Relating transformers to models and neural representations of the hippocampal formation
James C. R. Whittington, Joseph Warren, Timothy E. J. Behrens
TL;DR
The paper demonstrates that Transformers equipped with recurrent position encodings can replicate spatial representations observed in the hippocampal-entorhinal system, notably grid and place cells. It establishes a close mathematical relationship between Transformers and the Tolman-Eichenbaum Machine (TEM), mapping TEM memory retrieval to self-attention and interpreting path integration as learned position encodings. Introducing TEM-t, a Transformer analogue of TEM, the authors report improved sample efficiency and memory capacity along with emergent grid-like representations, supported by a biologically plausible account of place-cell remapping. The work bridges neuroscience and machine learning, offering insights into hippocampal indexing, the role of position encodings, and potential extensions to language and broader cognitive tasks. Overall, it presents a unified view where hippocampal computations can be viewed through the lens of transformer-like architectures, with implications for understanding cortical processing beyond the hippocampus.
Abstract
Many deep neural network architectures loosely based on brain networks have recently been shown to replicate neural firing patterns observed in the brain. One of the most exciting and promising novel architectures, the Transformer neural network, was developed without the brain in mind.

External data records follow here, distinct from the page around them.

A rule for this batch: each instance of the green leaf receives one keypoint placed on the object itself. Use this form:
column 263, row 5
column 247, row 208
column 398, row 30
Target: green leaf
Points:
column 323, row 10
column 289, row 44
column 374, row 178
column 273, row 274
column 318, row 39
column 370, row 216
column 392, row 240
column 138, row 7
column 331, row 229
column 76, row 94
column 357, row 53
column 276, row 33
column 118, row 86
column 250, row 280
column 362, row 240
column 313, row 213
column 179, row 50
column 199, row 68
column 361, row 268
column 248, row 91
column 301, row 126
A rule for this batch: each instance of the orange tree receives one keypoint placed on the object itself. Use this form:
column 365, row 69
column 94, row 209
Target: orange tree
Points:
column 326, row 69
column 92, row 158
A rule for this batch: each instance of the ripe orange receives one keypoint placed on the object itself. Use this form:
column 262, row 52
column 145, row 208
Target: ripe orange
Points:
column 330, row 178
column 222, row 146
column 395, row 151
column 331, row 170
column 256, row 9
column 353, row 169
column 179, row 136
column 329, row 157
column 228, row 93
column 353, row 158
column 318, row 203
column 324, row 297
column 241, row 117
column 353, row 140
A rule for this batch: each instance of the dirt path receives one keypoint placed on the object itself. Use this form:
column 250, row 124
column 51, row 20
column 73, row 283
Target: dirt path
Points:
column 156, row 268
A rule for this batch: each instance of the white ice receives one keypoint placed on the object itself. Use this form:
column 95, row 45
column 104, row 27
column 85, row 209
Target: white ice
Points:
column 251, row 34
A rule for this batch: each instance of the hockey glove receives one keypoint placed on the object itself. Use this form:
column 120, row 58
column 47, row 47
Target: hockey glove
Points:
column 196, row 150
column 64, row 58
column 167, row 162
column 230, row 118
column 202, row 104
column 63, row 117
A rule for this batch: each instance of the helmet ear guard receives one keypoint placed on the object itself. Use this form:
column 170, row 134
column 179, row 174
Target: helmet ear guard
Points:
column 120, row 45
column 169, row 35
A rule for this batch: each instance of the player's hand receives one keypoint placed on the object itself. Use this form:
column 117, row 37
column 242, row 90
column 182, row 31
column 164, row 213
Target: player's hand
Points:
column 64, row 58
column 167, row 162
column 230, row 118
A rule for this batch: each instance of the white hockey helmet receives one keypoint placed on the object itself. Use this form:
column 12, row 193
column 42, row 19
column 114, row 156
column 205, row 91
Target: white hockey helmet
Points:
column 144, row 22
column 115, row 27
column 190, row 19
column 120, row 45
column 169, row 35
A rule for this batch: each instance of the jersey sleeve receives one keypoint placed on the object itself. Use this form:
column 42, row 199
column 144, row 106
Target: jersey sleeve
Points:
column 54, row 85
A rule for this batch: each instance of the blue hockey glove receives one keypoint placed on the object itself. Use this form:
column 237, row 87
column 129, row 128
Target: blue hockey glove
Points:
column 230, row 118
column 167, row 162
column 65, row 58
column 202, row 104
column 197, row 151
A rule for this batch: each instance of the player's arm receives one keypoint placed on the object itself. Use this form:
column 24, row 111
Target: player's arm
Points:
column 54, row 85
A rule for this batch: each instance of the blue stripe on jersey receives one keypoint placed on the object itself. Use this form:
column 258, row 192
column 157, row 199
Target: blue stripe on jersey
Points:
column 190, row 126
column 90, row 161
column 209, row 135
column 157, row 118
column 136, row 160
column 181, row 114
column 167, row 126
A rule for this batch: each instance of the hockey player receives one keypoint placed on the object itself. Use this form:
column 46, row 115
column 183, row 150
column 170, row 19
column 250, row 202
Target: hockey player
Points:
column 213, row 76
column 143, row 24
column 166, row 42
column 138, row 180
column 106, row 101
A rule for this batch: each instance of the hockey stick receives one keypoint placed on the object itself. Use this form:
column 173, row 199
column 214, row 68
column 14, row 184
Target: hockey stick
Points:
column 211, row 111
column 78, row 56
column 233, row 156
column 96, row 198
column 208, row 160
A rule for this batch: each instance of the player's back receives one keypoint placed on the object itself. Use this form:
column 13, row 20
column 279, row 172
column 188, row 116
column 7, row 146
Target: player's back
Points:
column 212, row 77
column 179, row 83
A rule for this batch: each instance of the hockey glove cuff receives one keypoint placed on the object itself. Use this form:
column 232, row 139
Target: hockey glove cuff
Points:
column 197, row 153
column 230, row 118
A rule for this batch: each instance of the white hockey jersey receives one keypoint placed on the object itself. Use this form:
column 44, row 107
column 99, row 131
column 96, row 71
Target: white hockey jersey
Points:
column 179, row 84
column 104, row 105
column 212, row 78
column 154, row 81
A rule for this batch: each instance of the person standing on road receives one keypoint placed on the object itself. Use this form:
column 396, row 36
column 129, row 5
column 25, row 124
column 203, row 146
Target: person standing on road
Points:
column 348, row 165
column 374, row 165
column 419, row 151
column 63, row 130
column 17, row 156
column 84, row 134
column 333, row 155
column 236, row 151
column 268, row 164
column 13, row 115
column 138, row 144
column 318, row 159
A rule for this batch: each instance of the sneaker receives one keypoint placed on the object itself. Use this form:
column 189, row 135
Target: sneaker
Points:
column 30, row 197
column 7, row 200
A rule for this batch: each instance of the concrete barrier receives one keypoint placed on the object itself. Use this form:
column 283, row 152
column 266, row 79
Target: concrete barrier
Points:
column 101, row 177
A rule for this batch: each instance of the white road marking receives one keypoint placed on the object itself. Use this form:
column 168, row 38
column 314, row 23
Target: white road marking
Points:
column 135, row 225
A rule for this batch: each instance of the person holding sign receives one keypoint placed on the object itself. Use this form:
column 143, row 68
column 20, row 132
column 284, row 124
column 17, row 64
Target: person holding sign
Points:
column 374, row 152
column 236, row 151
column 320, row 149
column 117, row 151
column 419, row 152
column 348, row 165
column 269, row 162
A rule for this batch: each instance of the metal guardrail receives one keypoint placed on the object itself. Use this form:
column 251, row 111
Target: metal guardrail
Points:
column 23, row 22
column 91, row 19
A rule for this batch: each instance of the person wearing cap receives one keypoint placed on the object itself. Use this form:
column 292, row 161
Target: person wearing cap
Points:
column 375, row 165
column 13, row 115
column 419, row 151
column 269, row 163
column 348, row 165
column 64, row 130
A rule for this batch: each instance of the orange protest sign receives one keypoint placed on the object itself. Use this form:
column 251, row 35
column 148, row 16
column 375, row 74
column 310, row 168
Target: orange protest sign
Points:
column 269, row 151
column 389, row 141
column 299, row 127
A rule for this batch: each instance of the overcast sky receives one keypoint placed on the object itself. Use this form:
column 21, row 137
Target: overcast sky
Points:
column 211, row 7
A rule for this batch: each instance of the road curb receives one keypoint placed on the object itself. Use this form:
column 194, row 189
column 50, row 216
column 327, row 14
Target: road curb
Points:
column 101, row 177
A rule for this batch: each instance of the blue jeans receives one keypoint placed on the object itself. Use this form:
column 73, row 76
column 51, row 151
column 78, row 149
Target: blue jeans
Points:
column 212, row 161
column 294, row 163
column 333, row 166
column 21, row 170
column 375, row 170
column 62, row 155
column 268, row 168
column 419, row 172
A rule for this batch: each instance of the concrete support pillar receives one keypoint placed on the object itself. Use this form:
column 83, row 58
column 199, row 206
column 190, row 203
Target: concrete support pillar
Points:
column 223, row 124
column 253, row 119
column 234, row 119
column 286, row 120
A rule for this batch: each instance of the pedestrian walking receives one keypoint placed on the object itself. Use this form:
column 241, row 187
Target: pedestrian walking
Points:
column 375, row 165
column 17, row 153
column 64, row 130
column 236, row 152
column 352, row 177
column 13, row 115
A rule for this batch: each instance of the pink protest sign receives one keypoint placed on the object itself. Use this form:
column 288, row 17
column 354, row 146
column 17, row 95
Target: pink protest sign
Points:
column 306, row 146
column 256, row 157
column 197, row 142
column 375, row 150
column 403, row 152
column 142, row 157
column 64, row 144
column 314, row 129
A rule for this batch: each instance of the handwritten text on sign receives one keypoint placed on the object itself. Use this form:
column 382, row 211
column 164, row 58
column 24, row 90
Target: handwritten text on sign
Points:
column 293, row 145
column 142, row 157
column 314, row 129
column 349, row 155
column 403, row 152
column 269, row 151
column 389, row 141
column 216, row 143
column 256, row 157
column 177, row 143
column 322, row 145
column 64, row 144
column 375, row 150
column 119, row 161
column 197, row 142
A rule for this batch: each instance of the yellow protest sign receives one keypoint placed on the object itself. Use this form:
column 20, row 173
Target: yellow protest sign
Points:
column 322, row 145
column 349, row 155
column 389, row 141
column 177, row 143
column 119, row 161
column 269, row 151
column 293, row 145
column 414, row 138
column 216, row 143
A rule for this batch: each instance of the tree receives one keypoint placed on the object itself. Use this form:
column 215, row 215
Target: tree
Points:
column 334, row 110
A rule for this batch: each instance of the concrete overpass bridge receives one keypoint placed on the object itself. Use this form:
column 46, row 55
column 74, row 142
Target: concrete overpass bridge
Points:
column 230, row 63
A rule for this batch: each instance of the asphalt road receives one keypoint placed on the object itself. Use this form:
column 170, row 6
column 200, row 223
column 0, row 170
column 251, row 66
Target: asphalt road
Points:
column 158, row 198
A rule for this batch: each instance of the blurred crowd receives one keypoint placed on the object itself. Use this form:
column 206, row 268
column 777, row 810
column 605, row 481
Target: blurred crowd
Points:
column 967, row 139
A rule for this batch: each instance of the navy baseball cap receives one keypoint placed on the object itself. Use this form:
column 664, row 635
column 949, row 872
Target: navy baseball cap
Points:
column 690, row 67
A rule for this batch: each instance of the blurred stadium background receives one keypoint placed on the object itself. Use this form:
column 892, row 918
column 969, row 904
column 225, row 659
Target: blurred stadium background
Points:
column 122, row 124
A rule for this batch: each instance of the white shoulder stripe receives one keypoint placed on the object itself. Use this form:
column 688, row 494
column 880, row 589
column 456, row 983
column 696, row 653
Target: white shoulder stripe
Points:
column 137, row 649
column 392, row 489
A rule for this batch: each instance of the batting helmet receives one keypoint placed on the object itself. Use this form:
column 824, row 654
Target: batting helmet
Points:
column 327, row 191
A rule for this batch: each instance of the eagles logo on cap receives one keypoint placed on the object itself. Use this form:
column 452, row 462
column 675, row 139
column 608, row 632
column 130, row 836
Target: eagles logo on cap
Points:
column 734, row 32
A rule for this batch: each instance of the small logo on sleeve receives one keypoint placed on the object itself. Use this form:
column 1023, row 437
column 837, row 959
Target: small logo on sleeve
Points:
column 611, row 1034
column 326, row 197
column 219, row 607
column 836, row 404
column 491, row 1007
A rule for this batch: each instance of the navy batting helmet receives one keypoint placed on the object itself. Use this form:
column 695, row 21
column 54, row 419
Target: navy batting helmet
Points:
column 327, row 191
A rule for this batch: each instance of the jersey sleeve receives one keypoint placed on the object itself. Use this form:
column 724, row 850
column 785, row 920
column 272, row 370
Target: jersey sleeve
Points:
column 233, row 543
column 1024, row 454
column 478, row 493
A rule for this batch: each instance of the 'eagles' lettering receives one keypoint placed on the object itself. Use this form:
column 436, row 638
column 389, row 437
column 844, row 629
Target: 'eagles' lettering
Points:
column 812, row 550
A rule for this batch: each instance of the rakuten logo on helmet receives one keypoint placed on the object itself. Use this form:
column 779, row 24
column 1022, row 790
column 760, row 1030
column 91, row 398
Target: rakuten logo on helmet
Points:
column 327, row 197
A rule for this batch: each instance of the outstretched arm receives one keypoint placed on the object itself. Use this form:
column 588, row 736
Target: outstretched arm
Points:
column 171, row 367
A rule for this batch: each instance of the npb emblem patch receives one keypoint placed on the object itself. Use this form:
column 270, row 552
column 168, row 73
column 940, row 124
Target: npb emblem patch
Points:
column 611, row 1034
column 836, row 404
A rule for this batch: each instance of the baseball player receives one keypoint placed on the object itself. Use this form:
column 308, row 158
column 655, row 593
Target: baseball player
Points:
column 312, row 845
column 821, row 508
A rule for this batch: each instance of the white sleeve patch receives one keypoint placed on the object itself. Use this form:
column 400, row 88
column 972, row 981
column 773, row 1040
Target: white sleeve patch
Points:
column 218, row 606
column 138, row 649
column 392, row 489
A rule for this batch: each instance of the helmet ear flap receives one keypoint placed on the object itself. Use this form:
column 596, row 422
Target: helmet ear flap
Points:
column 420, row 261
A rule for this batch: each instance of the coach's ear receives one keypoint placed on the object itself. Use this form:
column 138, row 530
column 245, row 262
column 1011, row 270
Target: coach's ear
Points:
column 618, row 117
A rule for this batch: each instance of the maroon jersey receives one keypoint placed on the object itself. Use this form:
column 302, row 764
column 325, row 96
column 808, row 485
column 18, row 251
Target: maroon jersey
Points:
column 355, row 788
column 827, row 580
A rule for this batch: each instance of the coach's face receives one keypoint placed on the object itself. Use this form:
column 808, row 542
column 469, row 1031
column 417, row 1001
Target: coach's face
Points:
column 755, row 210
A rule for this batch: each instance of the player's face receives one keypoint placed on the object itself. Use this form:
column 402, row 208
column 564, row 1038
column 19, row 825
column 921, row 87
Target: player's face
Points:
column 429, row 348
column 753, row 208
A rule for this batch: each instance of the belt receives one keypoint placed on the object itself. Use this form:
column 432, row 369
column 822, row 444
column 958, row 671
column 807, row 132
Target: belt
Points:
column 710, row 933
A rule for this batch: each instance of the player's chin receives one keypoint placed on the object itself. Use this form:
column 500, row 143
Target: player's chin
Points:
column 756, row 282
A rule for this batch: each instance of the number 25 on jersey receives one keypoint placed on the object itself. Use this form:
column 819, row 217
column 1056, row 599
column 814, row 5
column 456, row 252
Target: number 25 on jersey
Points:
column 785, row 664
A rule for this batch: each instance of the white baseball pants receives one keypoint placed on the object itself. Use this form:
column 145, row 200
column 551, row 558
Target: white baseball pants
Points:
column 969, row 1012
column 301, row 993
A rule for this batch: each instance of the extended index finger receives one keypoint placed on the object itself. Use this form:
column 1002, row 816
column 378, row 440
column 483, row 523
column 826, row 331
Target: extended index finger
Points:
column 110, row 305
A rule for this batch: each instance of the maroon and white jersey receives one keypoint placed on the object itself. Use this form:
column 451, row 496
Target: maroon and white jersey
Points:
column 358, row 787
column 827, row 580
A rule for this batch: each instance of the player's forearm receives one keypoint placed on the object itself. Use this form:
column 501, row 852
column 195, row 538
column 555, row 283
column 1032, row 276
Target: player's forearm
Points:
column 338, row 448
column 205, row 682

In this work, we show that transformers, when equipped with recurrent position encodings, replicate the precisely tuned spatial representations of the hippocampal formation; most notably place and grid cells. Furthermore, we show that this result is no surprise since it is closely related to current hippocampal models from neuroscience. We additionally show the transformer version offers dramatic performance gains over the neuroscience version. This work continues to bind computations of artificial and brain networks, offers a novel understanding of the hippocampal-cortical interaction, and suggests how wider cortical areas may perform complex tasks beyond current neuroscience models such as language comprehension.